- Born: 21 January 1948 Bari, Italy
- Died: 19 August 2021 (aged 73) Bari, Italy
- Education: Sapienza University of Rome
- Occupation: Architect

= Arturo Cucciolla =

Italian architect (1948–2021)

Arturo Cucciolla (21 January 1948 – 19 August 2021) was an Italian architect and academic known for his work in urban regeneration and public architecture, particularly in the Apulia region.

==Life and career==
After graduating in architecture from the University of Rome in 1972, Cucciolla began an academic career and later taught courses in history of contemporary architecture and architectural design at the Polytechnic University of Bari.

Alongside his teaching activity, he has been active in professional practice and public debate on issues such as territorial planning, restoration, and the redevelopment of historic and abandoned urban areas. His projects often focus on the transformation and reuse of existing urban fabric rather than simple expansion, aiming to integrate new architecture within historically layered city environments.

He also collaborated with the Apulian edition of the newspaper la Repubblica.

Cucciolla's projects include several urban redevelopment initiatives in Bari, such as interventions in the historic center, the renewal of Piazza del Ferrarese and the Muraglia in Bari Vecchia, and Piazza Carabellese. Other works include the redevelopment of Piazza Vittorio Emanuele II in Monopoli, the restoration and adaptive reuse of the Faculty of Foreign Languages at the University of Bari, the design of the didactic and administrative center of the Faculty of Medicine, the regional headquarters of CGIL in the Stanic district of Bari, and the new facility "Asclepios" at the Bari Polyclinic.
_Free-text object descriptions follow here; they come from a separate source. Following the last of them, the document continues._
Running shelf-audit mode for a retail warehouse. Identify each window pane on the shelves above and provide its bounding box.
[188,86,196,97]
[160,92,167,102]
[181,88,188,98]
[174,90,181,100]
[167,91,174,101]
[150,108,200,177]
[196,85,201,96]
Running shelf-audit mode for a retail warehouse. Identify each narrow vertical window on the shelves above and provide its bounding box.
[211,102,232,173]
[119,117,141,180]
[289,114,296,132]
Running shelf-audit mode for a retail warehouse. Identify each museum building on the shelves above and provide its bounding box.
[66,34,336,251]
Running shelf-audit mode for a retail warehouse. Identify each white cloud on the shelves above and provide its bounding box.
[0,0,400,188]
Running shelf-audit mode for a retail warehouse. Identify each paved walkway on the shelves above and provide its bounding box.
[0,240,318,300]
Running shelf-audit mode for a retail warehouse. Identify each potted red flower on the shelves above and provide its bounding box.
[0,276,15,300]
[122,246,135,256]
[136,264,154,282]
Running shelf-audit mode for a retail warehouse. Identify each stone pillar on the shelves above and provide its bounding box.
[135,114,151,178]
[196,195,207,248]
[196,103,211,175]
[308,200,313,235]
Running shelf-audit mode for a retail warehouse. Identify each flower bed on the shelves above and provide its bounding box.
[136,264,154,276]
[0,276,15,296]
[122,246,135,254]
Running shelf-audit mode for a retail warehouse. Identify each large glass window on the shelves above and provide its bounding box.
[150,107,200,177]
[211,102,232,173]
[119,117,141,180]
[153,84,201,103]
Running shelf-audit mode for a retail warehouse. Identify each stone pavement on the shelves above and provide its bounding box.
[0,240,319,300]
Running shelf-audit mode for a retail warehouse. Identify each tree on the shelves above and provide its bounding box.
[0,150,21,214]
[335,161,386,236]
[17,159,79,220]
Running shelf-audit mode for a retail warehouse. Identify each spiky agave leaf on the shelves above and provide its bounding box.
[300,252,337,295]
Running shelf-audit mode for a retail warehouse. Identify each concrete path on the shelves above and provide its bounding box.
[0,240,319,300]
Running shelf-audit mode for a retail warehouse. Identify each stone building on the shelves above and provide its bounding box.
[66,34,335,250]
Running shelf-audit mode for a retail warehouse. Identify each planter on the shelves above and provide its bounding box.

Cucciolla died in Bari in 2021.

==Books==
- Cucciolla, Arturo (1977). "Bari: questione urbana e piano regolatore"
- Borri, Dino (1980). "Questione urbana e sviluppo edilizio. Il caso di Bari"
- Cucciolla, Arturo (1984). "La formazione del Bauhaus. Architettura in Germania tra 800 e 900"
- Cucciolla, Arturo (1984). "Bauhaus: lo spazio dell'architettura"
- Cucciolla, Arturo (1988). "Urbanistica: verso il governo della complessità. La città fra espansione e riuso"
- Cucciolla, Arturo (1994). "La città vecchia di Bari. Un problema di recupero e riuso"
- Cucciolla, Arturo (2003). "Recupero delle mura di S. Scolastica nella città vecchia di Bari"
- Cucciolla, Arturo (2006). "Vecchie città-città nuove: Concezio Petrucci 1926–1946"

==Archive==
Cucciolla's private archive has been preserved since 2022 at the State Archives of Bari as an archive of historical and cultural interest.